How do you graph and list the amplitude, period, phase shift for $y = - \sin \left( {x - \pi } \right)$ ?

Answer 1

Solution

Hint : First, using the suitable trigonometric identities, simplify the given equation and try to get a simplest form of the equation so that we can understand it better. Then find the maximum value of the function.

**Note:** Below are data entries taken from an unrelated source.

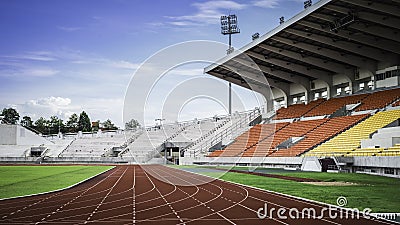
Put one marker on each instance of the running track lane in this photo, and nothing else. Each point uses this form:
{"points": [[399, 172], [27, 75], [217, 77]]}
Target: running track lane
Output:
{"points": [[148, 194]]}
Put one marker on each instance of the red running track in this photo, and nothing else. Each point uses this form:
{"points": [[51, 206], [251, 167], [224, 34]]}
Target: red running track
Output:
{"points": [[133, 195]]}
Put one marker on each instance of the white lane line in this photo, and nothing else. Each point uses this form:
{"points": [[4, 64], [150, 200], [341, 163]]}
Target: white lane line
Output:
{"points": [[235, 203], [162, 196], [44, 218], [201, 203], [134, 196], [98, 206], [255, 198]]}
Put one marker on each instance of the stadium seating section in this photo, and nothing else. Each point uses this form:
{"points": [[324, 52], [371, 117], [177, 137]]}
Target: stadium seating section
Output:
{"points": [[348, 143], [337, 136], [297, 110]]}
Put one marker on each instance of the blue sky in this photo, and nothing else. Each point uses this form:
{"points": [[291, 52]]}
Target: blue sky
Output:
{"points": [[59, 57]]}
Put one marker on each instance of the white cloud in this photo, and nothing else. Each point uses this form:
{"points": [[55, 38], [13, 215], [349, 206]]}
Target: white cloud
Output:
{"points": [[23, 71], [33, 56], [68, 29], [46, 107], [266, 3], [40, 72], [97, 108], [207, 13]]}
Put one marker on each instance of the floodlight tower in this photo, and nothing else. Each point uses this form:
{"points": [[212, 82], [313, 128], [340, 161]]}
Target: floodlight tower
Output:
{"points": [[229, 26]]}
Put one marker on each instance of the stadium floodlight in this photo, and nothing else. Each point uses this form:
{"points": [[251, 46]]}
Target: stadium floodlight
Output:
{"points": [[307, 4], [281, 19], [255, 36], [229, 26]]}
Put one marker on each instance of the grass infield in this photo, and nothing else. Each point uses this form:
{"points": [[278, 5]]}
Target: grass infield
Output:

Complete step by step solution:
The given equation is $y = - \sin \left( {x - \pi } \right) - - - - - - - - - \left( 1 \right)$
This is a trigonometric equation. All trigonometric functions are periodic. This means that the function repeats itself after a regular interval on the Cartesian plane.
The trigonometric function $\sin x$ has a period of $2\pi$ radians. This means that the values of the function $\sin x$ repeat after every interval of $2\pi$ radians.
This helps in graphing the curve of a trigonometric function. We can graph the function for an interval of $2\pi$ radians and then just replicate the function for every such successive interval.
Let us simplify equation $1$ by using the identity $- \sin \theta = \sin \left( { - \theta } \right)$ .
Then,
$\Rightarrow y = - \sin \left( {x - \pi } \right)$
$\Rightarrow y = \sin \left[ { - \left( {x - \pi } \right)} \right]$
$\Rightarrow y = \sin \left( {\pi - x} \right)$
Now, we shall use the identity $\sin \left( {\pi - x} \right) = \sin x$
So, we get, $y = - \sin \left( {x - \pi } \right) = \sin x$
This means that the graph of equation $\left( 1 \right)$ is the same as the graph of trigonometric function $\sin x$ .
So, we get the graph of $y = - \sin \left( {x - \pi } \right)$ as

So, we now know that $y = - \sin \left( {x - \pi } \right) = \sin x$
Hence, the maximum value of the function $y = - \sin \left( {x - \pi } \right)$ is $1$ .
Therefore, the amplitude of the function $y = - \sin \left( {x - \pi } \right)$ is $1$ .
Period of the function $y = - \sin \left( {x - \pi } \right)$ is $2\pi$ radians.
Phase shift of the graph is zero.

Note : If we have an equation $A\sin \left( {kx - \phi } \right)$ , then A is the amplitude, $\dfrac{{2\pi }}{k}$ is the period and $\phi$ is the phase shift of the graph.
Here, in this case, $A = 1$ , $k = 1$ and $\phi = 0$ .
This means that amplitude of the function is $1$ , period is $2\pi$ and phase shift is zero.